Augmented reality hospital app gains £50k funding


Digital agency Corporation Pop has been awarded £50,000 of funding to develop a hospital app which uses augmented reality and artificial intelligence to help young patients.

An avatar on the Patient’s Virtual Guide keeps children company and gives them information as they pass through the system, reducing stress and anxiety about their treatment and surroundings.

The funding is from the Nominet Trust’s Social Tech Seed funding programme, which backs early-stage social tech ventures. A total of £374,763 has been allocated to eight companies in this seventh round.
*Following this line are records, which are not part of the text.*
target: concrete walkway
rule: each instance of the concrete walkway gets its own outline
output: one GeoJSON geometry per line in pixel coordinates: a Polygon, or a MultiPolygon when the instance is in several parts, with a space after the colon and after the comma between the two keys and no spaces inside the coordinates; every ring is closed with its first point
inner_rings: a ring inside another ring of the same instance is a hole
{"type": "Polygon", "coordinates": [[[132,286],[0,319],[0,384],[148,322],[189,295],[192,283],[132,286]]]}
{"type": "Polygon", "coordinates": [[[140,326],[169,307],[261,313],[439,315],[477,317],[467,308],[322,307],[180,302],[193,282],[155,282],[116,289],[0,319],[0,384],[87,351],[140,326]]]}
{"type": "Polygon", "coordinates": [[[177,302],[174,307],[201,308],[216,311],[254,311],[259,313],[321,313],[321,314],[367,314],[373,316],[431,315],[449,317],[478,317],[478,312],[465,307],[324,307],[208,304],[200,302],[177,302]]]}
“This is a very personal project for me. In 2011 my then 13-year-old daughter was diagnosed with cancer. Her journey through the NHS system was characterised by a lack of information at every stage of the process which left her with a deep mistrust of the medical system,” said Corporation Pop managing director Dom Raban.

“Thankfully my daughter will soon be celebrating five years cancer free, but her experience left me wanting to use my professional capability to respond to the problem and find a technology solution that could meet the information needs of young people about to embark on an often traumatic and stressful hospital journey.

“With this fantastic support from Nominet Trust we can now begin the next crucial stage of development.”

Raban contributed to our podcast on the future of AR, virtual reality and 3D sound recently.

Corporation Pop has worked on the project for almost two years and last year received funding from NHS technology network TITCH – Technology Innovation Transforming Child Health – as it seeks to move closer to bringing the app to market.

Peter-Marc Fortune, associate clinical head at Royal Manchester Children’s Hospital and Corporation Pop’s clinical consultant, said: “I have yet to show the pilot app to anyone – of any age – who has not positively engaged with it.

“This technology has the potential to greatly improve the healthcare experience for people of all ages across the NHS.”

The other companies to receive funding from the Nominet Trust are Disrupt Disability, which is transforming the way wheelchairs are designed, manufactured and distributed; media co-op’s incident recording app, which seeks to empower victims of stalking; TapSOS, which has developed an app to help people with limited communication ability contact the emergency services; Neurofenix, whose Gameball Platform revolutionises rehabilitation therapy for stroke survivors through games and social networking; Tiny Medical Apps, which has developed a gamification app, Learnable, to encourage teenagers to keep taking their asthma medication; Mapmyhealth, which is helping diabetes patients self-manage their condition; and Just: Transcription, an automated speech-to-text service that produces fast, accurate and cost-effective court transcripts.

Vicki Hearn, director of the Nominet Trust, said: “The UK has a burgeoning social tech sector, but access to funding for start-ups at the very early stages of their development remains limited – yet this is crucial to enable social innovators to test their ideas and unlock the potential of digital tech to improve lives.

“Nominet Trust is proud to support these eight new ventures via our Social Tech Seed programme, which has been hugely successful in kick-starting dozens of similarly exciting new projects. We’re looking forward to seeing how they develop.”